By The Rev. Dr. Paul A. Leggett
Sunday, September 20, 2009
Sermon Text: I John 2:15-17
Sermon Theme
A recurring theme in the book of John is God’s love for the world. God loves the world and sends Jesus to be its savior. How then does that relate to his demand that we are not to love the world? God loves the world but the world apart from God is unlovable. John is not concerned with the world in its immorality and degeneracy as is often thought. John rather is warning against the world as a substitute for God. The world is full of the many positive things that ultimately are part of God’s creation. Yet if the world, even with its benefits, preoccupies us we lose sight of God. Some have seen in John’s threefold warning his version of the three temptations of Jesus in the wilderness. We are to view the world as a gift from God but never as a substitute for him.
Sermon Outline
- Love. John, more than any other Biblical writer, focuses on the love of God. God’s love is not based on passion or emotion. God’s love is a thoughtful and intentional commitment. It is a love which values and respects the beloved. It sacrifices itself freely. It is supremely a love which forgives all brokenness and betrayal. God loves the world in a self-giving act of commitment and forgiveness. We are to love the world in the same way.

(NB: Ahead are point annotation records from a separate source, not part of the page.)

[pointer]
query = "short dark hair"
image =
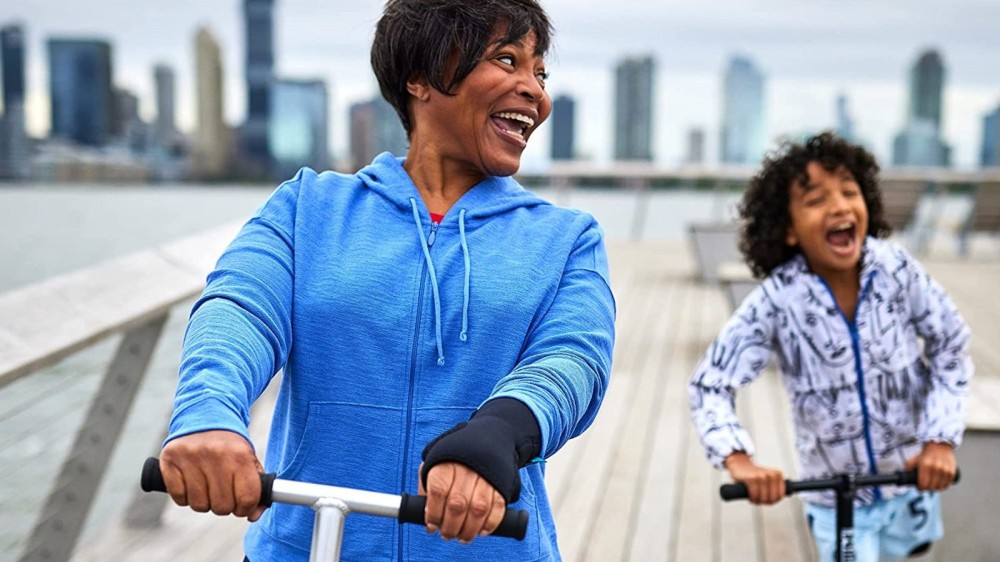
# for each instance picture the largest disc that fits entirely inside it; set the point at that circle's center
(764, 209)
(419, 38)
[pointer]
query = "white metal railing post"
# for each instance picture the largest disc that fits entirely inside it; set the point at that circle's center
(61, 520)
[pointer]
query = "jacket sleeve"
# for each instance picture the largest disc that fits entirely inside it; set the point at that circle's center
(566, 364)
(734, 359)
(946, 349)
(239, 331)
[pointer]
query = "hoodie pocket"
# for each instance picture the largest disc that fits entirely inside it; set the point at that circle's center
(351, 446)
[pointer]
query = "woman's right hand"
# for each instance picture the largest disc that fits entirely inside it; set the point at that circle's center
(764, 485)
(213, 471)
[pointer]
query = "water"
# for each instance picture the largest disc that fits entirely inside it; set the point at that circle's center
(48, 230)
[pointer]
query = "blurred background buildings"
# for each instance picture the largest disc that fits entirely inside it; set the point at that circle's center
(98, 131)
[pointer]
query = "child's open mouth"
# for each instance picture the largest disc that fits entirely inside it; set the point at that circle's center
(842, 237)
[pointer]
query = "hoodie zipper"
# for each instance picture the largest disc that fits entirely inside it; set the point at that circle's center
(852, 327)
(413, 376)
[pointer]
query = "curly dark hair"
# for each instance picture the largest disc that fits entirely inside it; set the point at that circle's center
(416, 38)
(764, 208)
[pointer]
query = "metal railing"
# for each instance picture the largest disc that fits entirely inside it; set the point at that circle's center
(42, 324)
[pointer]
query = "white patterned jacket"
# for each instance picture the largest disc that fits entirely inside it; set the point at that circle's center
(864, 396)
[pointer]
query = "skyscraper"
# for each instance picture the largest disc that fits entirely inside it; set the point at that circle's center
(634, 109)
(259, 45)
(165, 127)
(990, 155)
(742, 138)
(211, 154)
(926, 88)
(920, 142)
(563, 127)
(696, 146)
(15, 149)
(845, 124)
(375, 128)
(12, 58)
(299, 126)
(81, 95)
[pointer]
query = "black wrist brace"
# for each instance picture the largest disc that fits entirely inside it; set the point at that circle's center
(500, 438)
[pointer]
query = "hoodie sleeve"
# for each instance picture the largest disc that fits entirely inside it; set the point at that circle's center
(239, 332)
(735, 358)
(566, 365)
(946, 349)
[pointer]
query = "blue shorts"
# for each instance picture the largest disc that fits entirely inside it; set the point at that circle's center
(886, 530)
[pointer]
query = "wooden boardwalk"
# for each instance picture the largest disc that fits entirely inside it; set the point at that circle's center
(636, 486)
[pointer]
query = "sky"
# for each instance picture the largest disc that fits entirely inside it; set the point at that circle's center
(808, 51)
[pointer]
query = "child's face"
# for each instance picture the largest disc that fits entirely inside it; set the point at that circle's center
(829, 220)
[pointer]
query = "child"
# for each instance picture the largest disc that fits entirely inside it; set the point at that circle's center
(872, 352)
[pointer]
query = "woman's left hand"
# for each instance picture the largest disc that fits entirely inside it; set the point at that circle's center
(460, 503)
(936, 466)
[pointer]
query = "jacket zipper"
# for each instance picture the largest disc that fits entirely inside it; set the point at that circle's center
(852, 327)
(413, 376)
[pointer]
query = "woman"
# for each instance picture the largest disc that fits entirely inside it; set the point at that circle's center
(440, 328)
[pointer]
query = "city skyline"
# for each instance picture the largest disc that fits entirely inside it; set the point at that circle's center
(807, 62)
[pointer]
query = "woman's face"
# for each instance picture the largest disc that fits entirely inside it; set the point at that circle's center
(486, 124)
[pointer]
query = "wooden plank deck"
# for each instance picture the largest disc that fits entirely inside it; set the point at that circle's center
(636, 486)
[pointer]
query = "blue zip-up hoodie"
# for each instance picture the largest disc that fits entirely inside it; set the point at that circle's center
(865, 395)
(390, 331)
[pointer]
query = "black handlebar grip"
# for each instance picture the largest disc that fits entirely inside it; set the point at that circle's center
(152, 478)
(909, 477)
(513, 525)
(152, 481)
(735, 491)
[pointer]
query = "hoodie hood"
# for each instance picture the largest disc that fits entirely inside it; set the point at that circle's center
(489, 198)
(493, 196)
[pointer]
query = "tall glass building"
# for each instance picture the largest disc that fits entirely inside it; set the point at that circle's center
(81, 94)
(926, 89)
(634, 108)
(166, 126)
(990, 157)
(920, 142)
(563, 127)
(375, 128)
(259, 27)
(12, 63)
(742, 139)
(211, 154)
(15, 149)
(299, 127)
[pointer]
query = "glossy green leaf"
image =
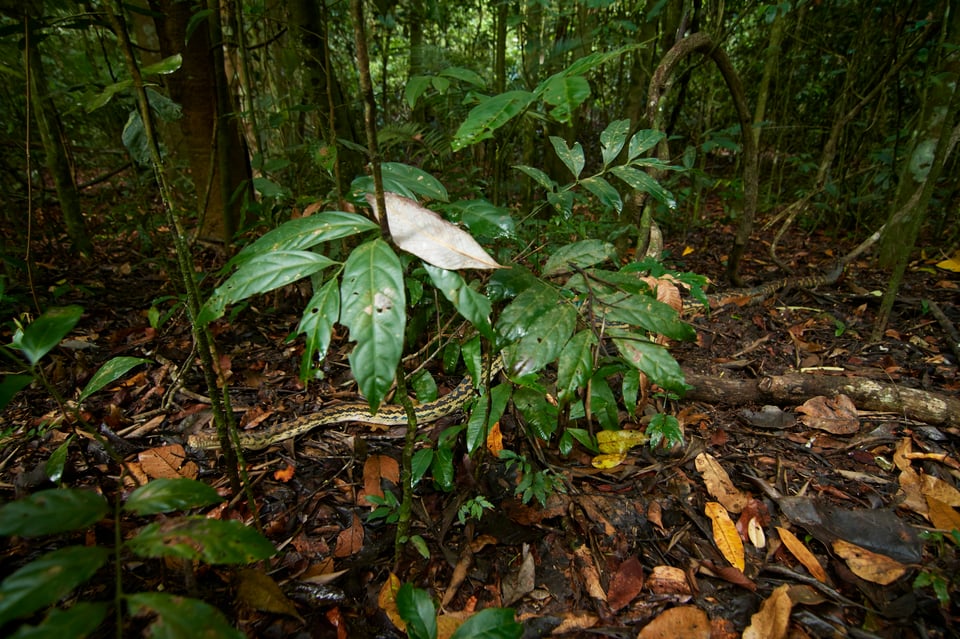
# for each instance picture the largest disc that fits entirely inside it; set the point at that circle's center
(10, 386)
(609, 196)
(565, 93)
(214, 541)
(168, 495)
(261, 274)
(417, 610)
(306, 232)
(46, 580)
(582, 254)
(373, 307)
(181, 617)
(490, 115)
(110, 372)
(45, 333)
(319, 316)
(642, 141)
(642, 182)
(572, 157)
(76, 622)
(490, 623)
(52, 511)
(470, 303)
(575, 364)
(655, 361)
(612, 140)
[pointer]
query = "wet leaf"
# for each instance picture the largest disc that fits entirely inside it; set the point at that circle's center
(725, 535)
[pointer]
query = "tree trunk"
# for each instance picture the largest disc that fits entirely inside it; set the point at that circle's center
(57, 159)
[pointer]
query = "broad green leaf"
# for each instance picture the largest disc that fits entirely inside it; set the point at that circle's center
(612, 140)
(261, 274)
(572, 157)
(110, 372)
(538, 176)
(416, 85)
(575, 364)
(547, 334)
(640, 181)
(417, 610)
(58, 461)
(213, 541)
(609, 197)
(46, 580)
(582, 254)
(490, 623)
(565, 93)
(77, 621)
(10, 386)
(464, 75)
(468, 302)
(52, 511)
(655, 361)
(306, 232)
(516, 318)
(373, 307)
(181, 617)
(168, 495)
(642, 141)
(319, 316)
(490, 115)
(45, 332)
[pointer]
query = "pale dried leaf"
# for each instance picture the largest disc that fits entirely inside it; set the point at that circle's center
(725, 535)
(803, 554)
(773, 618)
(719, 485)
(418, 230)
(871, 566)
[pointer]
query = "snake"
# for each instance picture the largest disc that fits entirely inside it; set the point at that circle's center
(427, 412)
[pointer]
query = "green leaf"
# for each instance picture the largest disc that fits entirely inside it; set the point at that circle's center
(490, 115)
(306, 232)
(58, 461)
(211, 540)
(582, 254)
(654, 360)
(538, 176)
(321, 313)
(373, 307)
(642, 141)
(612, 140)
(609, 197)
(575, 364)
(181, 617)
(572, 157)
(565, 93)
(490, 623)
(471, 304)
(10, 386)
(261, 274)
(417, 610)
(44, 333)
(52, 511)
(168, 495)
(640, 181)
(78, 621)
(46, 580)
(110, 372)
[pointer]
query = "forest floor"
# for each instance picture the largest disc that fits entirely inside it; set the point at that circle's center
(830, 498)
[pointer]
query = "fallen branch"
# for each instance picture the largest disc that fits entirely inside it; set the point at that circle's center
(794, 389)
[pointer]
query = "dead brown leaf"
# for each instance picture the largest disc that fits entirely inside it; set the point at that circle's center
(837, 415)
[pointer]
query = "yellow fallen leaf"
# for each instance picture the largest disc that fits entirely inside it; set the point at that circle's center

- Lust. Lust is possessive love. It arises out of intense desire. The desire in itself is not wrong. It becomes wrong when it leads in a direction contrary to God’s will. Jesus can speak of his intense desire to eat the Last Supper with his disciples (Luke 22:14-15). Inappropriate desire is what the Bible calls coveting (Exodus 20:17). Lust ultimately is desiring the world apart from God. Lust sees this life and this world as ends in themselves. The world is full of things that are good in themselves including food, clothing, shelter, sex, relationships and money. Yet to desire these things apart from God is to turn them into idols.
- Live. John makes it clear that true love leads to true life. The world often claims for itself an ultimate significance that it does not have. The problem with the world is that it is passing away. It cannot offer anything permanent. Jesus offers eternal life here and now (John 10:10). Jesus saw no obstacles to enjoying the earthly benefits of this world. The twin dangers we have to avoid are to reject the world on one hand and, on the other, to worship it. We live in a society that focuses almost exclusively on the “things in the world.” Over the past several decades our culture has been defined more and more by the Playboy philosophy of complete self expression and self indulgence. Yet things by themselves will never satisfy us. The will of God is to fulfill his commandments. And these are summed up as believing in Jesus Christ and loving each other (I John 3:23). By so doing we reap the best of the world both now and for eternity.
Questions for Us
- The root meaning of the New Testament word for love is to respect or to honor. How can we apply this in fulfilling Christ's command "to love one another"?
- What are examples for us of "the things of this world" which are good in themselves but which can nonetheless become idols in our lives?
- What are some of the ways we can present a Biblical view of the world that can challenge the idea that "the things of the world" are an end in themselves?